On a classic probability space $(\Omega, \mathbb P, \mathcal F)$.
Let $G:\Omega\rightarrow \mathbb R$ a random variable and $P^G$ its law.
Let $\mathcal G_t=\mathcal F_t\vee\sigma (G)$ with $t\in [0, T]$ ($T>0$ fixed).
If we assume that $G$ is independant to $\mathcal F$, why for every $\mathcal G$ adapted processes $Y(G)$ and every $u\in\mathbb R$ we have :
$$ \mathbb E (Y_t(G)\mid\mathcal G_s)=\mathbb E (Y_t(u)\mid\mathcal F_s)_{\{u=G\}}\ ? $$
My answer is the following (and I have a doubt on it I do not know if it is good, I need the approval of someone) :
If $Y(G)$ is $\mathcal G$ adapted hence it is of the form $Y_t(G)(\omega)=y_t(\omega,G(\omega))$ where $y_t$ is $\mathcal F_t\otimes\mathcal B(\mathbb R)$ measurable hence : $$ \mathbb E (Y_t(G)\mid\mathcal G_s)=(\mathbb E (Y_t(.)\mid\mathcal F_s\otimes\mathcal B(\mathbb R)))_{G} $$ Firstly $X(.,.)=\mathbb E (Y_t(.)\mid\mathcal F_s)$ is $\mathcal F_s\otimes\mathcal B(\mathbb R)$ measurable.

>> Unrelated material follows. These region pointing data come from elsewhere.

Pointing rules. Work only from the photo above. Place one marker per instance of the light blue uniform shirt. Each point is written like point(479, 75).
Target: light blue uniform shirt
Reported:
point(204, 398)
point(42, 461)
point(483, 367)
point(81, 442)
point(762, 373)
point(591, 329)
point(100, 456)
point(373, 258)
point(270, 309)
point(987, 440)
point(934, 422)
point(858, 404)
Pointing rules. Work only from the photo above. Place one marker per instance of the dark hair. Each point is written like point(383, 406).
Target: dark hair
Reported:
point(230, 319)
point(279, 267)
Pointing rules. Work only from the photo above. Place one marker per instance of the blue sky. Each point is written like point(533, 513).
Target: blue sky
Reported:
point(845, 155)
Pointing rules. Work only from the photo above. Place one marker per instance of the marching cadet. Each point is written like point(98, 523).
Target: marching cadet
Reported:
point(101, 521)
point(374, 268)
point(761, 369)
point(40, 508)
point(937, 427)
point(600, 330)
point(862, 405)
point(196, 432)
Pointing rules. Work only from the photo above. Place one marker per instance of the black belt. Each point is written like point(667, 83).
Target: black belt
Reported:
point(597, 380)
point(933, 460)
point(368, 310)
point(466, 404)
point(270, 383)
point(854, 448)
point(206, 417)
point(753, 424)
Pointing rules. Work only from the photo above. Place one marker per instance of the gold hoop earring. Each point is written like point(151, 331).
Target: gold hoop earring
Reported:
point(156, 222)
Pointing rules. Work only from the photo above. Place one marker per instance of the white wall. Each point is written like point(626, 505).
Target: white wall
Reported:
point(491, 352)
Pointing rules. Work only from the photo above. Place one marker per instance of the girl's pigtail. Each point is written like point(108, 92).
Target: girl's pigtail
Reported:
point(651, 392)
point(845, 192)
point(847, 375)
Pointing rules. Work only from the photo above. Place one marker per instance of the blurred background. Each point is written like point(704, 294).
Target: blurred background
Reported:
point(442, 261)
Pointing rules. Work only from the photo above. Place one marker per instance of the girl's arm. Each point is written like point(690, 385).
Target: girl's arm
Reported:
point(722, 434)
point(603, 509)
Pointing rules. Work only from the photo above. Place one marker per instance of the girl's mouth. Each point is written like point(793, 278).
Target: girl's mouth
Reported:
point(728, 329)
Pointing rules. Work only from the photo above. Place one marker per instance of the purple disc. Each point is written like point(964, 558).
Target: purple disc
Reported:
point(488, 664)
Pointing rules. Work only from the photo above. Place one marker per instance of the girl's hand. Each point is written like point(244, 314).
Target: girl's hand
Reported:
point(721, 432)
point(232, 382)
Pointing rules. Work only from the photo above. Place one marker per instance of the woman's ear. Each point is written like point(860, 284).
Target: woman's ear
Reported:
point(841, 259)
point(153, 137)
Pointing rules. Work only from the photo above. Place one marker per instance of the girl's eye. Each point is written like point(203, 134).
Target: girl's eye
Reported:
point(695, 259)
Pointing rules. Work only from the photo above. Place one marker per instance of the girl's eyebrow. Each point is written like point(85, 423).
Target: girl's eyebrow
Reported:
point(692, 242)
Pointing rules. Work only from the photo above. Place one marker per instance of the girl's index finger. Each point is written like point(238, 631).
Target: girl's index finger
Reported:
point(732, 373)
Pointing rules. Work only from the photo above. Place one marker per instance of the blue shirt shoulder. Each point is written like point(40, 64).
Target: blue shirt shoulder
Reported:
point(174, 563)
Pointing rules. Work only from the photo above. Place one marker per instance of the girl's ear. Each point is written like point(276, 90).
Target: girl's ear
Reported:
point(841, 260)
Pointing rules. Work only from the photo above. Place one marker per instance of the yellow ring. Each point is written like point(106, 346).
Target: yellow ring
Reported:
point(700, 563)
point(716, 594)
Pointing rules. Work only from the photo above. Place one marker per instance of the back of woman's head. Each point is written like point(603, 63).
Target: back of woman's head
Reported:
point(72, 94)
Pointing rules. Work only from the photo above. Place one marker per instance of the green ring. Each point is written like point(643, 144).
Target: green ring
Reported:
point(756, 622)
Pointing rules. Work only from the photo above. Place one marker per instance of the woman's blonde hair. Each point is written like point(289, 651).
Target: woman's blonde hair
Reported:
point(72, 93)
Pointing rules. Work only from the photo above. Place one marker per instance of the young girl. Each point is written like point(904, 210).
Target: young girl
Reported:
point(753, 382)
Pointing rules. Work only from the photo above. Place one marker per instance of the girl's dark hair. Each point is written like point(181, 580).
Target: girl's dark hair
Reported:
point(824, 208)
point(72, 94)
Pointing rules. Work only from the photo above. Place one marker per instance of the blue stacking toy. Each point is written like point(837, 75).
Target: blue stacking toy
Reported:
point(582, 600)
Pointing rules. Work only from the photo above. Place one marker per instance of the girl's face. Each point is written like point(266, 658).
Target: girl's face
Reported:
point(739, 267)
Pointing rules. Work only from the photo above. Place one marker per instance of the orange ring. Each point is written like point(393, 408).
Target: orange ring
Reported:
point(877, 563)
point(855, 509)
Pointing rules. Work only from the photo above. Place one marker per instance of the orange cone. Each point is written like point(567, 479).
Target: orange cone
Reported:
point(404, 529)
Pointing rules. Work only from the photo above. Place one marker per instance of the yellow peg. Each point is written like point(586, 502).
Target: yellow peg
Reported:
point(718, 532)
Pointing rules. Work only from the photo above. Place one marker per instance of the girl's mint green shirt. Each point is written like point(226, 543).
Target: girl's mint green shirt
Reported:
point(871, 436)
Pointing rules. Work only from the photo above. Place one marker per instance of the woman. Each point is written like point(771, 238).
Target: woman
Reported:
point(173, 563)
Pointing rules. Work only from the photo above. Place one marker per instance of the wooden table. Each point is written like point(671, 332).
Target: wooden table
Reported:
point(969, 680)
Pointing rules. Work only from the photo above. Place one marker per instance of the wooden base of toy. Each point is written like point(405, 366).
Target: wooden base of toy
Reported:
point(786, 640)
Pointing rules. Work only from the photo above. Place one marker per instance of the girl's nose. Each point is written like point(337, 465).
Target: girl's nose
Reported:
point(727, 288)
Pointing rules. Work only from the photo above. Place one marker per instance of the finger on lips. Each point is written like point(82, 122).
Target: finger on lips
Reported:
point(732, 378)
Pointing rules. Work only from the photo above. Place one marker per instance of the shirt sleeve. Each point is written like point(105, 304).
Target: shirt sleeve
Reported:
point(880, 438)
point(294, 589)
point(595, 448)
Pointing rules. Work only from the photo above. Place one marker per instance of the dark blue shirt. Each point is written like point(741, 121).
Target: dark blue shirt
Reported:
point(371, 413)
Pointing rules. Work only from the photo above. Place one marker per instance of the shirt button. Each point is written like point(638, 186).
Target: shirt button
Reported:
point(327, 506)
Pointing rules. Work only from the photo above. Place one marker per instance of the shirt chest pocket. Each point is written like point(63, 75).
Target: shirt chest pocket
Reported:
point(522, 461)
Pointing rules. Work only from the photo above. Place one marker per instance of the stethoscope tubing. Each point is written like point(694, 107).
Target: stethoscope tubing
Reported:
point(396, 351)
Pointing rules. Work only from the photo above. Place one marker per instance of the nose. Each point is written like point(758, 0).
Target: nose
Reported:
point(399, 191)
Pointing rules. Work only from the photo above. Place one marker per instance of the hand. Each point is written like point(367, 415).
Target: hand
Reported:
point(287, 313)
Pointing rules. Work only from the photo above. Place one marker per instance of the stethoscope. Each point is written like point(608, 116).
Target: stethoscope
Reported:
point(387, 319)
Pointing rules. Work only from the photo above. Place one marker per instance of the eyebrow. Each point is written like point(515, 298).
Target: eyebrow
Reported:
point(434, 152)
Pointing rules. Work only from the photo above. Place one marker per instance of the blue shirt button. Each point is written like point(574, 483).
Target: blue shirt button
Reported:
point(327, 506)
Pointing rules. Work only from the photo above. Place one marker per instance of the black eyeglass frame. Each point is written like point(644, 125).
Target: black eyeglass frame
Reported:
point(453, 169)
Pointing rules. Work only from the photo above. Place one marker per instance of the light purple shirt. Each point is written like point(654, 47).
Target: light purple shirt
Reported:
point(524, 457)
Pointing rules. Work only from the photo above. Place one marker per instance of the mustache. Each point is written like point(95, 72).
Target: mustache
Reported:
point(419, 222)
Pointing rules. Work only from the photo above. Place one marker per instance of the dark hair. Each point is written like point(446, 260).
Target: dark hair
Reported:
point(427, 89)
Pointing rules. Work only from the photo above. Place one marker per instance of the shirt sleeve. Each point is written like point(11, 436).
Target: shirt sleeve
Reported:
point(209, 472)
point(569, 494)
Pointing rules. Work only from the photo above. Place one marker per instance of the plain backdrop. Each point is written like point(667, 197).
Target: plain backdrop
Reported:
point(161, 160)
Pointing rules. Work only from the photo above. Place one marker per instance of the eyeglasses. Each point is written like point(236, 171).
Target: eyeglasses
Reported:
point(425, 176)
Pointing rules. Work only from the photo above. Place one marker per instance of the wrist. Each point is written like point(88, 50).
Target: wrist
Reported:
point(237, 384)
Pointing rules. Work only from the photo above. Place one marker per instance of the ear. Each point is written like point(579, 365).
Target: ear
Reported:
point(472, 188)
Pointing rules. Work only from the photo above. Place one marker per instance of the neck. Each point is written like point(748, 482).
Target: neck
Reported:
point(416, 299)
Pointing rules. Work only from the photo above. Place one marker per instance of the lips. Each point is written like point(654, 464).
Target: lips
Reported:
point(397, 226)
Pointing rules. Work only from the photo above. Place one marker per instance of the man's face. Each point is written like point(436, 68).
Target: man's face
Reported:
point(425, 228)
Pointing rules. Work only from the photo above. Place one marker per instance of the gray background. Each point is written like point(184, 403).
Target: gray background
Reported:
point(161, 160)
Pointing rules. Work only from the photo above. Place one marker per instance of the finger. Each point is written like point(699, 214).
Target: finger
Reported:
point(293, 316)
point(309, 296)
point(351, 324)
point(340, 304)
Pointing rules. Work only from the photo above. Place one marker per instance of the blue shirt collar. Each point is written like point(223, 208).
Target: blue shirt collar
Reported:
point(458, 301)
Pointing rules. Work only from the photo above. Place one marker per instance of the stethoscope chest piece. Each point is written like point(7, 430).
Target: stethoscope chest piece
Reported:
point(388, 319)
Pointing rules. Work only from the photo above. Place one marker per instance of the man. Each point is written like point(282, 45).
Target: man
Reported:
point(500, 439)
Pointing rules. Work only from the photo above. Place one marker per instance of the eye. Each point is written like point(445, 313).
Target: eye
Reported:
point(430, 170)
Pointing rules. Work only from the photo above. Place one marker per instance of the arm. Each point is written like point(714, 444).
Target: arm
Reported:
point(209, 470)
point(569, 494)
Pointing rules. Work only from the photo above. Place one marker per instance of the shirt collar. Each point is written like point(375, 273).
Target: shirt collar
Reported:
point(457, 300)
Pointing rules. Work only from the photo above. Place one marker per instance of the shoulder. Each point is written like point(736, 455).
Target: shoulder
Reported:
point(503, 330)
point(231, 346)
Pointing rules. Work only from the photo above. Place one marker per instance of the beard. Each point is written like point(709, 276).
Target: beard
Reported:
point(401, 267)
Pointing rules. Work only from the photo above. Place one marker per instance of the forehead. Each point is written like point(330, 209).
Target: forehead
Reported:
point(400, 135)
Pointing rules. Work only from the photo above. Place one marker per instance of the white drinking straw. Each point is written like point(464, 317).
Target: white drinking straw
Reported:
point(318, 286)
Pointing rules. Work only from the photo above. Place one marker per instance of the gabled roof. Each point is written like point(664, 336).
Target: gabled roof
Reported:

For $A\in\mathcal F_s$ and for every $u\in\mathbb R$, $\{u=G\}\in\mathcal B(\mathbb R)$ we have : $$ \mathbb E (Y_t(u)\mathbb I_{A\times\{u=G\}}) = \mathbb E (Y_t(u)\mathbb I_A \mathbb I_{u=G})=\mathbb E^{G} (\mathbb E (Y_t(u)\mathbb I_A) \mathbb I_{u=G}) $$ The last equality follows from $G$ is $\mathcal F$ independant. And : $$ \mathbb E (\mathbb E (Y_t(u)\mid\mathcal F_s)\mathbb I_{A\times\{u=G\}}) = \mathbb E (\mathbb E(Y_t(u)\mid\mathcal F_s)\mathbb I_A \mathbb I_{u=G}))=\mathbb E^{G} (\mathbb E (\mathbb E(Y_t(u)\mid\mathcal F_s)\mathbb I_A) \mathbb I_{u=G}) $$
We use the class monotone argument and : $$ \mathbb E (Y_t(G)\mid\mathcal G_s) = \mathbb E (Y_t(.)\mid\mathcal F_s)_{G} $$ and for every $u$: $$ \mathbb E (Y_t(G)\mid\mathcal G_s) = \mathbb E (Y_t(u)\mid\mathcal F_s)_{u=G} $$ There is no problem if $P^G$ is a probability on $(\Omega,\mathcal F)$ ? There is no problem in my last lines ?